Rethinking Cultural Revolution Culture

Exhibition

Picturing Power:
Art and Propaganda in the Great Proletarian Cultural Revolution (1966-1976)
A Multi-Media Exhibition Held at Universitätsmuseum Heidelberg, 31.1.-28.2.2001

Overview of the Exhibit

One of Chairman Mao’s favourite words was “contradiction”, so it is fitting that the cultural products of one of the most famous (and infamous) events associated with his name, The Great Proletarian Cultural Revolution (1966-1976), can be understood as a study in contradictions. This is how the art of the time is presented at the Universitätsmuseum Heidelberg.

This exhibit uses sounds, objects, film footage and above all posters to evoke a time marked by extreme tensions, between old and new, the joyous and the violent, hope and despair. It presents a time of contradictions, when great leaders but also the most ordinary of people were exalted, when the Chinese Communist Party turned inward and yet was influenced by and sought to influence revolutionary struggles in other parts of the world. It also shows how, despite efforts by some to construct a monolithic culture and despite the reduplication through many media of certain key symbols and gestures and icons, artists working individually and as part of collective units continued to exercise considerable creativity within the limits imposed.

Both the repetitive and the varied nature of the cultural products of the period are suggested here.
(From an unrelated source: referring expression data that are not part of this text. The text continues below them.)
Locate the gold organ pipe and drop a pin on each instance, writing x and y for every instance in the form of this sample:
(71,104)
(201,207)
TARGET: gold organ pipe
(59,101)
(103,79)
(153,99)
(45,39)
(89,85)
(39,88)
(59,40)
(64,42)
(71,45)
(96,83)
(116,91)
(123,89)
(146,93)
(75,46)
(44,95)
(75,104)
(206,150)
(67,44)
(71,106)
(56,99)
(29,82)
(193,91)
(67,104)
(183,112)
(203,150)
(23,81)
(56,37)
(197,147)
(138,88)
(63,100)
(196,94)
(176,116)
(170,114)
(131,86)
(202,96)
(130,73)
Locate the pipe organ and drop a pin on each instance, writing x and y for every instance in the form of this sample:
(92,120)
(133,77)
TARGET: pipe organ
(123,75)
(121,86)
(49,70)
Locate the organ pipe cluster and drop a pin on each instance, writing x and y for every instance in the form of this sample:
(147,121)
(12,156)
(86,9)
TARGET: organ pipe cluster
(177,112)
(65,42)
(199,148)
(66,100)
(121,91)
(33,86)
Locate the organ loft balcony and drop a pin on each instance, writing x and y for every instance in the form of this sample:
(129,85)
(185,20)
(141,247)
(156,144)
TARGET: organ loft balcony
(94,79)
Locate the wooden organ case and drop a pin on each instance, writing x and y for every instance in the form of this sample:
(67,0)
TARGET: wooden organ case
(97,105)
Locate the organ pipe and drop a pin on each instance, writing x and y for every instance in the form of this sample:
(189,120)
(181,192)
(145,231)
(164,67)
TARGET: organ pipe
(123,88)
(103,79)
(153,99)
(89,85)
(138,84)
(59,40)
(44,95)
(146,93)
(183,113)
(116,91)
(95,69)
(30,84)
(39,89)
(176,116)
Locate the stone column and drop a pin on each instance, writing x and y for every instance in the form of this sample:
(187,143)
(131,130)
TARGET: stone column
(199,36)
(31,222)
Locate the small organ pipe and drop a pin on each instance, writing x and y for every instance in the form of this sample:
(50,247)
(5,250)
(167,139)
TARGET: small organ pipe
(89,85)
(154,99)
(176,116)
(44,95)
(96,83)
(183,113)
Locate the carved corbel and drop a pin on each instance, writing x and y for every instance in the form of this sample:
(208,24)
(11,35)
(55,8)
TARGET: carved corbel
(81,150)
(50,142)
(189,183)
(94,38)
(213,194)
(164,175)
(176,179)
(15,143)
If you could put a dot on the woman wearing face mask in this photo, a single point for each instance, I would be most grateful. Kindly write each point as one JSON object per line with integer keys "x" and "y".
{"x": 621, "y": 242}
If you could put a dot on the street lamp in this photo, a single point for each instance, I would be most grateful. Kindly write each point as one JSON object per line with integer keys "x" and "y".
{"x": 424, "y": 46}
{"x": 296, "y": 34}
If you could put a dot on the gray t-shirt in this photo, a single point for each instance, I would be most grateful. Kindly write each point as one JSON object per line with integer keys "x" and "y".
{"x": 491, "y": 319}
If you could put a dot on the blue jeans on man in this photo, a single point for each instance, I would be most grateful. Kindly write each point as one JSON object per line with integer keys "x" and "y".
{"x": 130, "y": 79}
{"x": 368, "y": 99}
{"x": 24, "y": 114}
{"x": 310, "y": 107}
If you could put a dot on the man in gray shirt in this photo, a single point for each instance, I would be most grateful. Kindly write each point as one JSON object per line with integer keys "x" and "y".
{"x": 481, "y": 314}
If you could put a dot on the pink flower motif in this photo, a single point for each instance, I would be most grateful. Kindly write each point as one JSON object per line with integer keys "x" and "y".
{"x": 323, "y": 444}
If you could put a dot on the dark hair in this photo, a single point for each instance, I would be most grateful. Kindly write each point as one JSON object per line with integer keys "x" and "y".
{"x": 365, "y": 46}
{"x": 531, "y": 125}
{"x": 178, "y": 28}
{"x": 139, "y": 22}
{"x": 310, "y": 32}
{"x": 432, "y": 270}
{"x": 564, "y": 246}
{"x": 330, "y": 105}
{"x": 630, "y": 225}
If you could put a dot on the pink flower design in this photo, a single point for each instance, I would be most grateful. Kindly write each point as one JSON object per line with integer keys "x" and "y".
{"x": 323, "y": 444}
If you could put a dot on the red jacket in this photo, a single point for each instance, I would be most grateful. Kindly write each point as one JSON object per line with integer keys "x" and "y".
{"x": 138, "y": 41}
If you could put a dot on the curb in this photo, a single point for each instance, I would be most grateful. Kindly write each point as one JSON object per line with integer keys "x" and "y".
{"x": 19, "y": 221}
This is done via displays of objects in glass cases; a soundtrack of sounds associated with the Cultural Revolution, though not necessarily produced then; a video made up of a selection of documentary and theatrical film footage; and most of all the posters themselves.

The exhibit and the explanatory materials that accompany it are intended to provide visitors with a deeper understanding of the Cultural Revolution era as a multifaceted period in Chinese history and of the Cultural Revolution as a hyper-multi-media event.